Entre dildos excessivamente grandes e fantasias eróticas, encontrei o tão almejado vibrador de coelhinho. Mandei foto do cilindro rosa com orelhinhas para ela, que rapidamente o escolheu, mesmo eu tendo mandado outras opções com diversas funcionalidades. Distrai-me entre tantos objetos curiosos e acabei levando para mim uma calcinha que Milena carinhosamente apelidou de descalcinha, devido a ausência de panos e a abundância de tiras.
No caixa, as atendentes embrulharam o vibrador para presente. O papel celofane roxo escondia mais do que um brinquedo a pilhas: guardava também a liberdade de alguém que iniciaria sua jornada de autoconhecimento. Saindo da loja, encontrei Milena já na porta, curiosa para analisar sua mais nova aquisição.

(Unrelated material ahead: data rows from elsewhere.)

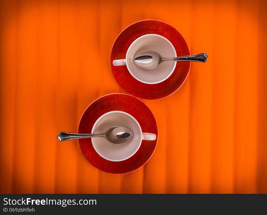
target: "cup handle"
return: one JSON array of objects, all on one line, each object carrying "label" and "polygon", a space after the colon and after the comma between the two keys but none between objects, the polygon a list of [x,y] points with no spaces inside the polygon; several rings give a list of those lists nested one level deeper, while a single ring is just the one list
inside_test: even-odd
[{"label": "cup handle", "polygon": [[157,138],[157,135],[152,133],[143,133],[142,139],[145,140],[154,140]]},{"label": "cup handle", "polygon": [[122,66],[126,65],[126,60],[125,59],[114,60],[113,62],[113,66]]}]

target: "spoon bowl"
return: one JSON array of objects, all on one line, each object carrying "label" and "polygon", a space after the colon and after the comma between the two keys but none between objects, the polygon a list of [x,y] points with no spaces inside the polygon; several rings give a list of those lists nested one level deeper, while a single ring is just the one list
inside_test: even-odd
[{"label": "spoon bowl", "polygon": [[156,68],[164,61],[195,61],[204,63],[208,57],[207,54],[204,52],[194,55],[167,58],[163,57],[157,52],[149,51],[136,55],[134,62],[139,67],[151,69]]},{"label": "spoon bowl", "polygon": [[113,144],[121,144],[128,142],[134,137],[134,132],[124,126],[116,126],[110,128],[105,132],[100,134],[78,134],[60,132],[57,135],[59,141],[100,137],[105,137]]}]

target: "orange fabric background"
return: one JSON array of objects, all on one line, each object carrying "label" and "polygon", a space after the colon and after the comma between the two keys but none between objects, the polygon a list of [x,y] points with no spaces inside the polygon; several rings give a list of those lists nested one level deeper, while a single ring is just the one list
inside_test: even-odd
[{"label": "orange fabric background", "polygon": [[[267,193],[266,1],[1,1],[1,193]],[[151,19],[176,28],[192,54],[182,87],[145,101],[159,126],[144,166],[99,170],[76,132],[87,106],[125,92],[110,70],[118,35]]]}]

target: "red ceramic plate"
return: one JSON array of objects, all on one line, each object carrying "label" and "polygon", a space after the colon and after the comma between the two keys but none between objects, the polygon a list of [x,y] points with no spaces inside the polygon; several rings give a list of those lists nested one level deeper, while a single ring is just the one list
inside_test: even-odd
[{"label": "red ceramic plate", "polygon": [[182,85],[188,74],[189,62],[178,61],[171,75],[166,80],[155,84],[138,81],[131,75],[126,66],[114,66],[114,60],[124,59],[130,45],[142,35],[155,34],[169,40],[177,56],[189,55],[189,48],[184,39],[175,29],[165,22],[146,20],[134,23],[124,29],[115,40],[110,54],[110,65],[114,77],[125,91],[133,96],[145,99],[161,99],[171,95]]},{"label": "red ceramic plate", "polygon": [[152,112],[143,102],[130,95],[110,94],[97,99],[89,105],[83,114],[78,127],[78,132],[90,133],[96,120],[105,113],[113,111],[128,113],[138,121],[143,132],[157,135],[153,141],[142,140],[137,152],[130,158],[122,161],[106,160],[95,150],[90,138],[79,139],[79,144],[83,155],[90,163],[104,172],[123,174],[134,171],[141,166],[152,155],[157,142],[157,125]]}]

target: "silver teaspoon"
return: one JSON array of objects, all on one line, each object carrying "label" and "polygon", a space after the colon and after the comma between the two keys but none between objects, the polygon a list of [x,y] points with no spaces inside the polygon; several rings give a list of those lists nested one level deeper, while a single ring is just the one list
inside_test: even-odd
[{"label": "silver teaspoon", "polygon": [[61,132],[59,133],[57,136],[59,141],[96,137],[105,137],[110,143],[113,144],[121,144],[132,139],[134,137],[134,133],[127,127],[115,126],[110,127],[105,132],[101,134],[77,134]]},{"label": "silver teaspoon", "polygon": [[164,58],[157,52],[149,51],[139,53],[134,57],[134,62],[137,66],[144,69],[155,69],[164,61],[196,61],[204,63],[208,59],[205,53],[188,56],[166,58]]}]

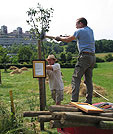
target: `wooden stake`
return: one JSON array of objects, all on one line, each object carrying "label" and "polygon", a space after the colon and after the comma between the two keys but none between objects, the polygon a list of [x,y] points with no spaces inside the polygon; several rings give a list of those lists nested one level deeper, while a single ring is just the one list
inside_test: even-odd
[{"label": "wooden stake", "polygon": [[12,93],[12,90],[9,91],[9,95],[10,95],[10,100],[11,100],[11,112],[13,113],[13,115],[15,115],[15,108],[14,108],[14,103],[13,103],[13,93]]}]

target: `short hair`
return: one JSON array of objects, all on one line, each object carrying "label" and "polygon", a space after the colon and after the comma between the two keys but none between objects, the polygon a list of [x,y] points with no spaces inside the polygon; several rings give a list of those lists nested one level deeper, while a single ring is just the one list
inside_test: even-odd
[{"label": "short hair", "polygon": [[82,23],[84,26],[87,26],[87,20],[84,17],[81,17],[79,19],[77,19],[78,23]]}]

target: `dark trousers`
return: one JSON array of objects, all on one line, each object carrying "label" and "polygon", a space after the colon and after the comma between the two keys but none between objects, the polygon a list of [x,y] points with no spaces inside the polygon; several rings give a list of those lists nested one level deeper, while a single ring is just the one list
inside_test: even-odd
[{"label": "dark trousers", "polygon": [[72,75],[72,98],[71,101],[78,102],[79,88],[81,78],[84,75],[84,82],[87,87],[86,102],[92,104],[93,83],[92,83],[92,71],[96,63],[96,57],[94,54],[82,53],[79,55],[75,70]]}]

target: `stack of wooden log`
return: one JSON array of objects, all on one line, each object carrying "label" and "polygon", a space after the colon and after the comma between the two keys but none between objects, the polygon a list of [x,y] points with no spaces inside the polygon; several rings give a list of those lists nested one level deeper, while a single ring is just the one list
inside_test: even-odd
[{"label": "stack of wooden log", "polygon": [[51,128],[95,126],[113,129],[113,111],[85,113],[72,105],[51,105],[49,111],[24,112],[24,117],[38,117],[39,122],[50,122]]}]

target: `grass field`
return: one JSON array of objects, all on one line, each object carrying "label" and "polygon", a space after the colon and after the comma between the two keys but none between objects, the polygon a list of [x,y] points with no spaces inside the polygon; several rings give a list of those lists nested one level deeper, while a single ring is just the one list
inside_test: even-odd
[{"label": "grass field", "polygon": [[[71,84],[71,78],[73,74],[72,68],[62,69],[64,85]],[[105,88],[109,99],[109,102],[113,103],[113,62],[98,63],[97,68],[93,71],[93,83]],[[10,97],[9,91],[13,91],[13,98],[15,109],[17,113],[22,114],[23,111],[39,110],[39,86],[37,78],[33,78],[32,69],[24,71],[22,74],[15,74],[10,76],[10,70],[8,73],[4,73],[2,70],[2,84],[0,85],[0,101],[3,102],[10,111]],[[71,99],[71,94],[64,94],[64,101],[62,104],[68,104]],[[84,99],[80,97],[80,100]],[[48,84],[46,84],[46,103],[48,107],[53,105],[54,102],[51,99],[51,94]],[[106,102],[103,98],[93,97],[93,103]],[[25,122],[30,122],[31,119],[26,118]],[[51,130],[49,124],[46,124],[48,132],[41,132],[44,134],[57,134],[56,129]]]}]

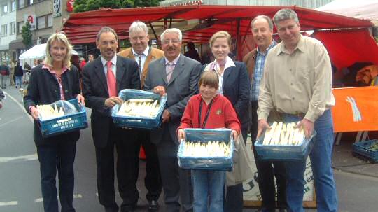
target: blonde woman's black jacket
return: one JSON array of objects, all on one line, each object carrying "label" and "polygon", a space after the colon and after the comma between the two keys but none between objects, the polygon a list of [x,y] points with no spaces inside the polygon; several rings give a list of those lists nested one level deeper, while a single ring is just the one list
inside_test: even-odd
[{"label": "blonde woman's black jacket", "polygon": [[[38,65],[31,69],[31,74],[27,87],[27,94],[24,97],[24,105],[27,111],[31,106],[48,104],[60,100],[60,90],[56,77],[47,69]],[[78,69],[72,65],[71,69],[62,75],[62,84],[66,100],[72,99],[80,94]],[[39,123],[34,120],[34,142],[36,146],[48,145],[57,139],[78,140],[79,131],[53,136],[42,137]]]}]

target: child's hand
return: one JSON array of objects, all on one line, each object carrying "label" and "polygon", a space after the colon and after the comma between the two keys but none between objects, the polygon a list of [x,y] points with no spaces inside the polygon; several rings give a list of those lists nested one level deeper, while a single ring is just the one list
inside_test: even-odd
[{"label": "child's hand", "polygon": [[183,129],[180,129],[177,132],[177,138],[178,139],[178,142],[181,142],[181,139],[185,141],[185,131]]}]

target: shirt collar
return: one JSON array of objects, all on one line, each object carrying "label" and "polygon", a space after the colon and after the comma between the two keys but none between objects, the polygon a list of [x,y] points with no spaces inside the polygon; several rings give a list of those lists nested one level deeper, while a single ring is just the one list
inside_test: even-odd
[{"label": "shirt collar", "polygon": [[[117,64],[117,55],[114,55],[113,58],[111,59],[111,64],[115,66]],[[105,66],[106,65],[106,63],[108,61],[105,59],[105,58],[102,57],[102,55],[101,55],[101,62],[102,62],[102,66]]]},{"label": "shirt collar", "polygon": [[[298,41],[298,43],[297,43],[297,46],[293,51],[294,52],[297,49],[302,52],[304,52],[304,39],[303,38],[303,36],[302,34],[300,34],[300,41]],[[281,46],[279,48],[279,51],[277,52],[277,55],[279,55],[281,53],[288,53],[288,50],[285,48],[285,44],[284,42],[281,42]]]},{"label": "shirt collar", "polygon": [[[132,48],[132,54],[135,56],[135,55],[139,55],[139,54],[136,53],[134,50],[134,48]],[[144,50],[144,51],[142,52],[142,55],[144,55],[144,56],[147,57],[147,55],[148,55],[148,50],[150,50],[150,47],[148,45],[147,45],[147,48]]]},{"label": "shirt collar", "polygon": [[273,42],[272,42],[272,43],[270,43],[270,45],[268,46],[268,48],[267,48],[267,50],[265,51],[265,53],[262,53],[260,50],[260,48],[258,46],[258,48],[257,48],[258,54],[260,54],[260,55],[266,55],[267,54],[267,52],[269,52],[269,50],[270,50],[273,47],[274,47],[274,45],[276,45],[276,44],[277,44],[277,43],[276,43],[276,41],[274,40],[273,40]]},{"label": "shirt collar", "polygon": [[[216,62],[216,59],[214,60],[214,64],[217,68],[220,66],[219,64]],[[231,59],[231,57],[227,56],[226,63],[225,64],[225,69],[224,70],[225,70],[227,68],[229,68],[229,67],[236,67],[236,65],[234,63],[234,61],[232,61],[232,59]]]},{"label": "shirt collar", "polygon": [[[50,73],[56,73],[55,71],[52,70],[52,67],[50,67],[48,64],[43,64],[42,69],[48,69],[48,71],[50,71]],[[60,75],[63,74],[63,73],[66,72],[66,71],[68,71],[68,67],[66,66],[64,66],[62,69],[62,73],[60,73]]]},{"label": "shirt collar", "polygon": [[[177,57],[176,57],[173,61],[172,62],[174,63],[174,64],[176,66],[176,64],[177,64],[177,61],[178,61],[178,59],[180,58],[180,55],[181,55],[181,54],[178,55],[178,56],[177,56]],[[165,64],[167,65],[167,64],[169,64],[170,62],[167,59],[167,57],[164,57],[164,59],[165,59]]]}]

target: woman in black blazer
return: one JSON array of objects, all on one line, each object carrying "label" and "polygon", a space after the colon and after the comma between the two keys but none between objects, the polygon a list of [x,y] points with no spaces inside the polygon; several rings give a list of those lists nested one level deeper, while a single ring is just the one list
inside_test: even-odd
[{"label": "woman in black blazer", "polygon": [[43,138],[36,107],[74,98],[84,104],[84,97],[80,94],[78,70],[69,62],[71,51],[72,46],[64,34],[52,35],[47,42],[44,64],[33,68],[27,94],[24,97],[25,108],[34,119],[34,140],[40,163],[45,211],[59,211],[55,186],[57,167],[61,211],[75,211],[72,205],[74,162],[79,131]]},{"label": "woman in black blazer", "polygon": [[[219,76],[218,92],[231,101],[241,124],[241,136],[246,141],[249,125],[248,104],[251,82],[244,62],[232,61],[228,56],[231,36],[225,31],[214,34],[210,38],[210,47],[215,61],[204,71],[216,71]],[[245,141],[244,141],[245,142]],[[224,211],[241,212],[243,209],[243,185],[228,186]]]}]

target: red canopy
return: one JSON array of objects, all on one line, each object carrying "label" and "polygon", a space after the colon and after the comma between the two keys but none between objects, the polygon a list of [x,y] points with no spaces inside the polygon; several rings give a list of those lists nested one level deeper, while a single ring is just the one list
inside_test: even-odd
[{"label": "red canopy", "polygon": [[126,39],[130,25],[136,20],[148,24],[152,29],[150,34],[157,36],[171,24],[180,28],[184,42],[207,43],[215,32],[225,30],[237,39],[238,59],[241,59],[255,47],[251,20],[261,14],[273,17],[284,8],[298,13],[302,30],[340,29],[315,34],[327,47],[336,66],[345,67],[360,61],[378,64],[378,47],[367,29],[373,26],[371,22],[297,6],[192,5],[101,9],[71,14],[63,30],[73,44],[95,43],[96,35],[104,26],[113,28],[120,39]]},{"label": "red canopy", "polygon": [[[167,27],[172,20],[174,27],[177,24],[183,29],[184,41],[204,43],[219,30],[227,31],[232,37],[249,34],[251,19],[261,14],[272,17],[284,8],[295,10],[302,30],[370,27],[372,25],[370,21],[297,6],[193,5],[102,9],[72,13],[64,23],[63,30],[73,44],[89,43],[95,42],[97,31],[104,26],[113,28],[122,39],[127,38],[129,27],[134,20],[150,23],[155,30],[164,29],[164,25]],[[183,22],[191,20],[198,20],[196,23],[200,23],[188,26],[186,22]]]},{"label": "red canopy", "polygon": [[366,29],[316,31],[313,37],[326,46],[333,64],[338,69],[356,62],[378,65],[378,46]]}]

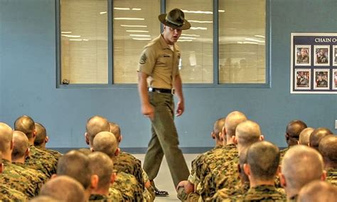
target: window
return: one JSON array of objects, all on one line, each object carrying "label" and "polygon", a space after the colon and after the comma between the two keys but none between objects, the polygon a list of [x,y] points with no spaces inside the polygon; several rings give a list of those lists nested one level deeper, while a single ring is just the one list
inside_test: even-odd
[{"label": "window", "polygon": [[58,1],[59,83],[136,84],[140,54],[161,33],[164,7],[181,9],[191,24],[178,42],[184,84],[268,82],[266,0]]}]

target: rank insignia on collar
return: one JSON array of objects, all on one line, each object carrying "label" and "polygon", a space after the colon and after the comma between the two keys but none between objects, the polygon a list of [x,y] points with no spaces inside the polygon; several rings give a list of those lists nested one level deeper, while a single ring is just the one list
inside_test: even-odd
[{"label": "rank insignia on collar", "polygon": [[141,65],[144,65],[146,62],[146,60],[147,60],[146,55],[145,53],[144,53],[143,55],[141,55],[141,59],[139,60],[139,63],[141,63]]}]

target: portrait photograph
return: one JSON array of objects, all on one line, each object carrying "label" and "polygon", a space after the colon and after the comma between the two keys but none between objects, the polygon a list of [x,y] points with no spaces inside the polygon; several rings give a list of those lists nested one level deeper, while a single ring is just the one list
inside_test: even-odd
[{"label": "portrait photograph", "polygon": [[311,71],[310,69],[295,69],[295,89],[310,90]]},{"label": "portrait photograph", "polygon": [[337,46],[333,46],[332,50],[332,65],[337,66]]},{"label": "portrait photograph", "polygon": [[337,90],[337,69],[332,70],[332,89]]},{"label": "portrait photograph", "polygon": [[330,65],[330,46],[314,46],[314,58],[315,66],[329,66]]},{"label": "portrait photograph", "polygon": [[330,89],[330,70],[329,69],[314,69],[314,90],[329,90]]},{"label": "portrait photograph", "polygon": [[311,46],[296,45],[294,52],[296,66],[310,66],[311,65]]}]

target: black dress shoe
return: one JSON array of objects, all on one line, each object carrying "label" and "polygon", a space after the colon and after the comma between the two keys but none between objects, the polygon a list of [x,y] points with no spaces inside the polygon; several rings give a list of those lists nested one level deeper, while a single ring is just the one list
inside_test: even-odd
[{"label": "black dress shoe", "polygon": [[168,196],[168,192],[166,191],[160,191],[156,187],[154,187],[154,194],[156,194],[156,196]]}]

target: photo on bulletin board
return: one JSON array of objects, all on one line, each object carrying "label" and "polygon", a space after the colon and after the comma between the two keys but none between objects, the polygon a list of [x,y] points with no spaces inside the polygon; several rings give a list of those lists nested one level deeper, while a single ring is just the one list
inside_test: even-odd
[{"label": "photo on bulletin board", "polygon": [[310,69],[295,69],[295,89],[310,90],[311,87],[311,75]]},{"label": "photo on bulletin board", "polygon": [[333,46],[332,50],[333,50],[332,65],[337,66],[337,46]]},{"label": "photo on bulletin board", "polygon": [[311,65],[311,46],[310,45],[295,46],[295,65],[296,66]]},{"label": "photo on bulletin board", "polygon": [[330,69],[314,69],[314,90],[329,90]]},{"label": "photo on bulletin board", "polygon": [[337,69],[332,70],[332,89],[337,90]]},{"label": "photo on bulletin board", "polygon": [[330,65],[330,46],[316,45],[314,46],[314,58],[315,66]]}]

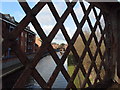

Ela sentou ali mesmo no banco da comercial, olhou para os lados para verificar se alguém a assistia e desembrulhou o objeto dentro da sacola de papel que protegia o formato suspeito, envergonhada por se constranger caso qualquer pessoa passasse. A visão de dentro do pacote foi o suficiente para ela olhar para mim e sorrir. “A mamãe vai te odiar”, Milena disse entre risos. Não sei se nossa mãe tinha ciência do presente, mas, se estiver lendo isso, peço que trate a masturbação como algo natural e não tire o brinquedo da caçula.
Embora eu pergunte uma vez por semana se ela já usou o coelhinho, Milena desconversa. Por mais que eu adorasse o feedback, respeito sua privacidade e seu tempo de escolha, caso ainda não tenha tido a coragem de se aventurar. Penso que o presente não foi só para minha irmã, mas também para a adolescente que ainda mora na minha cabeça e tinha tanta ânsia de conhecer o mundo e a si mesma. Ela estaria orgulhosa de quem nos tornamos.
Mesmo que o assunto possa ser tratado como um tabu ou algo vergonhoso socialmente — especialmente entre as mulheres (ou homens falando de mulheres) —, tocar-se é saudável em diversas nuances psicológicas e físicas. O prazer próprio não deveria ser um luxo, julgado como certo ou errado conforme o gênero. Aprender a se escutar é como acender uma pequena lâmpada em um quarto onde sempre nos disseram para manter a luz apagada — e talvez descobrir um caminho maravilhoso naquilo que era dito como proibido.